In this report, we seek to address some concerns which may have contributed to the share price declines, although broader macro issues such as escalating trade tensions would also have impacted investor sentiment.
We believe one of the market’s key concerns revolves around higher risks of tightening measures by the Singapore government given the vibrant ‘animal spirits’ seen on the ground. While it is difficult to predict whether further government measures would be introduced, we note that the official URA private residential price index has only increased 5.5% from the recent trough in 2Q17. Hence, further data points may be needed before the next course of action is taken, in our view.
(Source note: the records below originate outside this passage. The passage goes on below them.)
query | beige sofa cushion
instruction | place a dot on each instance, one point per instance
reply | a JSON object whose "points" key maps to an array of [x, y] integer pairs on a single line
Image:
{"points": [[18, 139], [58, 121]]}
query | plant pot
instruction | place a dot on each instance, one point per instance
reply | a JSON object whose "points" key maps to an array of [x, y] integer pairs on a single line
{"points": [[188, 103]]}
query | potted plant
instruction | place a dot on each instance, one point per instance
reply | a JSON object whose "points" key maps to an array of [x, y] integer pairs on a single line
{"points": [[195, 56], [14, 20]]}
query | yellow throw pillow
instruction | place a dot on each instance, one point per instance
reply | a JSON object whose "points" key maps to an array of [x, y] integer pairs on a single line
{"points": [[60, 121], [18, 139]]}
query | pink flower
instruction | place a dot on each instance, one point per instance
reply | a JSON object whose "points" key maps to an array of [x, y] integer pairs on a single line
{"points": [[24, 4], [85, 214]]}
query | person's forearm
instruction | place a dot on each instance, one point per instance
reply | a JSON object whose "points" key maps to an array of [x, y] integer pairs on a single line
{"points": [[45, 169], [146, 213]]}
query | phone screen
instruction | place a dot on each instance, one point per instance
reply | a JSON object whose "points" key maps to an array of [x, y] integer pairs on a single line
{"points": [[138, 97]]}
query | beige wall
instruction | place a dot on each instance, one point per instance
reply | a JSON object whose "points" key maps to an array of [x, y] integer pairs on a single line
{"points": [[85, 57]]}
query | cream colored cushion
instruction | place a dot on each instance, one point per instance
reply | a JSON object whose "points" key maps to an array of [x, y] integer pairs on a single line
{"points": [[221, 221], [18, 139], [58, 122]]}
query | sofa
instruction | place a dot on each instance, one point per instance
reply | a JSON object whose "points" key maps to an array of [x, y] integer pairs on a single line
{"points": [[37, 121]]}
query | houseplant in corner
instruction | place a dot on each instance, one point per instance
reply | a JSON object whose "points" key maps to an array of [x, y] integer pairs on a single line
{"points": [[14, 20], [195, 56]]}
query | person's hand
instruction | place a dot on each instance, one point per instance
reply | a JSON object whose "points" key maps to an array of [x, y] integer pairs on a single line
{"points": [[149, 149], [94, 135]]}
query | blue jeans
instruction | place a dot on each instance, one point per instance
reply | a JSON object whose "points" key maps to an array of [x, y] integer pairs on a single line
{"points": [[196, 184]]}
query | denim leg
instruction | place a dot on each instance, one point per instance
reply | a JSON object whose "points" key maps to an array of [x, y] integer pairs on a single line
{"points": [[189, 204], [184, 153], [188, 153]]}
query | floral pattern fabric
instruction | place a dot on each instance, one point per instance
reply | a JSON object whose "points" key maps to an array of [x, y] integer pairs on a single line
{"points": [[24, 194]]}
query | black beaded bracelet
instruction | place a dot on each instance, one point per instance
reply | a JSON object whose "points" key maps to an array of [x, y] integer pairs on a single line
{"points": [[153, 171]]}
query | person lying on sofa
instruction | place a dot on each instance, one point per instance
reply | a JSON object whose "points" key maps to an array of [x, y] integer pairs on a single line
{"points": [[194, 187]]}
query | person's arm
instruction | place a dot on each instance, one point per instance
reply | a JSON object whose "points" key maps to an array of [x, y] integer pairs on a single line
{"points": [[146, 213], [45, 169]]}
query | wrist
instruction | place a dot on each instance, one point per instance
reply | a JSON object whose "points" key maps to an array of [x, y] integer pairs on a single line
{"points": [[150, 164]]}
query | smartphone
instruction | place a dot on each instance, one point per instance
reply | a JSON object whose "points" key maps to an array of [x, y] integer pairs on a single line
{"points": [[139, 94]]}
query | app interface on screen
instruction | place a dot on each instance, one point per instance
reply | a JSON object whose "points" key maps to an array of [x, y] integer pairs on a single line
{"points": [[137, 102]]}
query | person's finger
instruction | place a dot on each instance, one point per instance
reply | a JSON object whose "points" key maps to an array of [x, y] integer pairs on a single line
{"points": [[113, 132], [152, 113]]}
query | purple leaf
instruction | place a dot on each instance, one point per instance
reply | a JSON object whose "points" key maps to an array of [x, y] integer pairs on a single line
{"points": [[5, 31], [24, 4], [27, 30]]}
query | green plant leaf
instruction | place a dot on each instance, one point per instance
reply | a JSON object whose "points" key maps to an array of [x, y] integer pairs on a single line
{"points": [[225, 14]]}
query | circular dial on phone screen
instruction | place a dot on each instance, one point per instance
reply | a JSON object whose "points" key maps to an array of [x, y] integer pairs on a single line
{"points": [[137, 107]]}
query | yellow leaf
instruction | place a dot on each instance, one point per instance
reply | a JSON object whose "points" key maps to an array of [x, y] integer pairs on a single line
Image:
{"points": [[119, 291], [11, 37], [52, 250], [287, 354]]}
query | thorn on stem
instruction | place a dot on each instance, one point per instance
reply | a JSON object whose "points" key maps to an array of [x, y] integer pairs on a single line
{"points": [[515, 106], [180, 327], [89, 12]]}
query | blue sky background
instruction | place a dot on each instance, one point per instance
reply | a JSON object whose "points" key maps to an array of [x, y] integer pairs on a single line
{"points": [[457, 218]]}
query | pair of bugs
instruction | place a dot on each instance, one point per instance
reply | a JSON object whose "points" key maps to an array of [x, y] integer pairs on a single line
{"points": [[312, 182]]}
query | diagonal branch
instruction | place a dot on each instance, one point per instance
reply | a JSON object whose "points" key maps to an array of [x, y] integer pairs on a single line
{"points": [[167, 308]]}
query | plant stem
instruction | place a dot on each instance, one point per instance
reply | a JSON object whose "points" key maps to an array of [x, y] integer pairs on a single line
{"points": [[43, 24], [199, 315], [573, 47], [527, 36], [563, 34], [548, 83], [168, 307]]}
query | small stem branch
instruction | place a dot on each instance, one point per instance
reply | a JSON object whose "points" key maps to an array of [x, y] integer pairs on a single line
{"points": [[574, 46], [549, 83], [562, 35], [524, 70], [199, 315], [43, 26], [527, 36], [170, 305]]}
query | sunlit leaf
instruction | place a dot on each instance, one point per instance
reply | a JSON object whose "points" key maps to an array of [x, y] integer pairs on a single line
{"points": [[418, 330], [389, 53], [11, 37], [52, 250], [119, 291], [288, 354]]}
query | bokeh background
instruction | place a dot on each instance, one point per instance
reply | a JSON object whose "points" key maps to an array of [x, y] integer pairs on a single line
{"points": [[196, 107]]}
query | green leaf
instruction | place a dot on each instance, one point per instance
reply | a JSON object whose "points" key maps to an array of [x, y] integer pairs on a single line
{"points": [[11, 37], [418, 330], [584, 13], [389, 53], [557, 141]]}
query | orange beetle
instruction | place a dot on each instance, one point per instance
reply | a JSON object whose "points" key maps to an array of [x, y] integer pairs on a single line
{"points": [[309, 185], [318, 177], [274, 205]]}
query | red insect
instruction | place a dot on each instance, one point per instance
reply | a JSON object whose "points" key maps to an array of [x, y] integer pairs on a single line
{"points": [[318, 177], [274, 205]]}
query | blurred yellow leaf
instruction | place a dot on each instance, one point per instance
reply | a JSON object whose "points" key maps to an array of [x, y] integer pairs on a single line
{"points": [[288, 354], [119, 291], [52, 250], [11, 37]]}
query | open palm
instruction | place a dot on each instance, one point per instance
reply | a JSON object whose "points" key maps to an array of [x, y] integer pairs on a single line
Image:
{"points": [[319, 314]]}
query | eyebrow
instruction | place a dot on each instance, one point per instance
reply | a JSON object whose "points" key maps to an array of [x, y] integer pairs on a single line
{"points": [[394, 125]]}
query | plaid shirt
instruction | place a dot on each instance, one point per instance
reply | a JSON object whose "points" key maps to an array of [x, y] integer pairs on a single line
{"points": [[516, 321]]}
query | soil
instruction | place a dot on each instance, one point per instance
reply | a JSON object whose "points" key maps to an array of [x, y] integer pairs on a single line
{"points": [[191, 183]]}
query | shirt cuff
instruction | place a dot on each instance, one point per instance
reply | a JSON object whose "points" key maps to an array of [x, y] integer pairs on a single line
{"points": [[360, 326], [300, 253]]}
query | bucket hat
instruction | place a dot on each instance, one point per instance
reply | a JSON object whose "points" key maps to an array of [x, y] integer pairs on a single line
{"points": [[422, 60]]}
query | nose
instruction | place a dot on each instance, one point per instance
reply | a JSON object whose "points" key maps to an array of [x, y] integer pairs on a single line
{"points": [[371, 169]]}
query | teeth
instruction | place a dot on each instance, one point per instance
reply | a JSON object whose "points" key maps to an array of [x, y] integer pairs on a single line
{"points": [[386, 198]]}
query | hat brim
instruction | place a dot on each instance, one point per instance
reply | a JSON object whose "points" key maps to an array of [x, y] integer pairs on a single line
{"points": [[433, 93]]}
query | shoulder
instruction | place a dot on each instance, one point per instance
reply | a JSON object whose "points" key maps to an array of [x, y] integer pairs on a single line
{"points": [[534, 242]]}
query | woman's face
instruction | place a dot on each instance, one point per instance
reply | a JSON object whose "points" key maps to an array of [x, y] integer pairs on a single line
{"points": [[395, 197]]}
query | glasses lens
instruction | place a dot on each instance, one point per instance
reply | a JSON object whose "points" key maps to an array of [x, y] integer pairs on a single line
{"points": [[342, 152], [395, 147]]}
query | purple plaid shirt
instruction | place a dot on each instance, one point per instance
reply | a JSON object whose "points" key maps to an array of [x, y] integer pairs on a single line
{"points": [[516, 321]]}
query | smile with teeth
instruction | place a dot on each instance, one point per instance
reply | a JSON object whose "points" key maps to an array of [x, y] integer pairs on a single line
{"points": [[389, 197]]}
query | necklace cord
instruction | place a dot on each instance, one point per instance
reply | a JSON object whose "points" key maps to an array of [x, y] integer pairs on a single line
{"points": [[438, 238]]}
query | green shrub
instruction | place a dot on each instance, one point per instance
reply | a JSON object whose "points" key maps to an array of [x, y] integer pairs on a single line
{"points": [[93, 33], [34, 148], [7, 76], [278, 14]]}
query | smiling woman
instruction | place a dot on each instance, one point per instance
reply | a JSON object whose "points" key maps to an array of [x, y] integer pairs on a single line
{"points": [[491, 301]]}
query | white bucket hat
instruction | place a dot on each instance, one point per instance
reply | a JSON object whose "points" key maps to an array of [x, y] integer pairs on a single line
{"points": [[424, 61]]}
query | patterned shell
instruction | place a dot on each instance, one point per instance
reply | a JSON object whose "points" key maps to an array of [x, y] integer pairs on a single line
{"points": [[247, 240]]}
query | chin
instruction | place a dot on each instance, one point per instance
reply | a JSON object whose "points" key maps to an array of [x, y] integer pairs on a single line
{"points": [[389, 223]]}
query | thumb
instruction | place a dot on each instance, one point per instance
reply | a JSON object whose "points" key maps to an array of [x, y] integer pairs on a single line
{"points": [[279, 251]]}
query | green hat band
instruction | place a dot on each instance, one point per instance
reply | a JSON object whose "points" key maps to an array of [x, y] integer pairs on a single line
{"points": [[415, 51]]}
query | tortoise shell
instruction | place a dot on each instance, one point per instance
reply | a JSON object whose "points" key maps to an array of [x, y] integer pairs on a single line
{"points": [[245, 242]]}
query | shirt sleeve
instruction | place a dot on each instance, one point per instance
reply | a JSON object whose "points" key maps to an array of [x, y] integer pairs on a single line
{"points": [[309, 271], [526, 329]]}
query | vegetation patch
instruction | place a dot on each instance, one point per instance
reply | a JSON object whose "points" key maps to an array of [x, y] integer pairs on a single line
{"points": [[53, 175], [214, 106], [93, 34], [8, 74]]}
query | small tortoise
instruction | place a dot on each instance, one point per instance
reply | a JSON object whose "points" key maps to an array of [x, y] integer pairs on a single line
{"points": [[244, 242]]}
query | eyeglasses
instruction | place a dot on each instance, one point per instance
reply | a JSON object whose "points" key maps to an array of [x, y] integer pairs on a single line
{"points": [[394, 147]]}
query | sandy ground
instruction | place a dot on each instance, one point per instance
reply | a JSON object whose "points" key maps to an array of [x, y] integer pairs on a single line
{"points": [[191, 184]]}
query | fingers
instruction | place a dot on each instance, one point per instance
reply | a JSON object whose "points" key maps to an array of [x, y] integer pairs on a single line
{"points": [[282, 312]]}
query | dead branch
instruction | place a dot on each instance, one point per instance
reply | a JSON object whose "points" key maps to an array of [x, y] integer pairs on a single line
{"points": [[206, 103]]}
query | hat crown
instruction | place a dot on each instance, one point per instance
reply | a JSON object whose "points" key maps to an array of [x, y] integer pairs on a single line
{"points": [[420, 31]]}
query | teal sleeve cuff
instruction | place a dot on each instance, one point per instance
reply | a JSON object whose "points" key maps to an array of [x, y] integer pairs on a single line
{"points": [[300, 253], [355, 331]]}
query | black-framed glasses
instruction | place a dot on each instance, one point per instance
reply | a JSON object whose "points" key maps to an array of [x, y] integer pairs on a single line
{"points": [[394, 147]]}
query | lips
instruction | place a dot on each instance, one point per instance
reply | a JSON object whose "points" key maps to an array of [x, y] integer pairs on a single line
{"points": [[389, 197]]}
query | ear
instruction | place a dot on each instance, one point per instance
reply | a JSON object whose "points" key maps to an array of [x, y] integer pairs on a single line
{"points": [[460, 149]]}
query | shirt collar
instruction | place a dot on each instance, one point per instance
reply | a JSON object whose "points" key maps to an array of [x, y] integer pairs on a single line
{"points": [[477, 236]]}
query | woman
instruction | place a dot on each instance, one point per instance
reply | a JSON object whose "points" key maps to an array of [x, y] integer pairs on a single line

In addition, the HDB resale price index is still on a downtrend. With more than 80% of Singapore’s resident population living in HDB flats, any potential tightening measures would have to be very carefully calibrated by the government, in our view.
Another issue stems from potential oversupply concerns. According to data from URA, there are 44,261 units in the supply pipeline (including ECs), as at 31 Mar 2018. There is also a potential pipeline supply of 20,100 units (including ECs) from Government Land Sales (GLS) sites and awarded en-bloc sale sites pending planning approval.
Notwithstanding this expected increase in supply, we note that a significant proportion of this potential pipeline will only come on-stream from 2021.
Furthermore, although the total number of unsold inventory increased to 25.3k in 1Q18 from 20.8k in 4Q17, 74% of these units have yet to obtain the pre-requisites for sale; the level of unsold inventory is also below the long-term average of 32.4k.
5M18 primary units (excluding ECs) sales came in at 3,480 units, or a decline of 39% YoY, but May sales recovered 7.9% YoY. While we ease our private sales transaction volume projection for 2018 to 10k-12k (previously 12k-15k) based on the current run-rate, this still implies a backend loaded year.
We also raise our Singapore residential price growth forecast to 8%-12% from 3%-8%. Maintain OVERWEIGHT on the Singapore residential sector. We move UOL Group Limited [BUY, FV: S$10.63] to the front of our top picks list, followed by City Developments Limited [BUY, FV: S$15.78], and CapitaLand Limited [BUY, FV: S$4.26].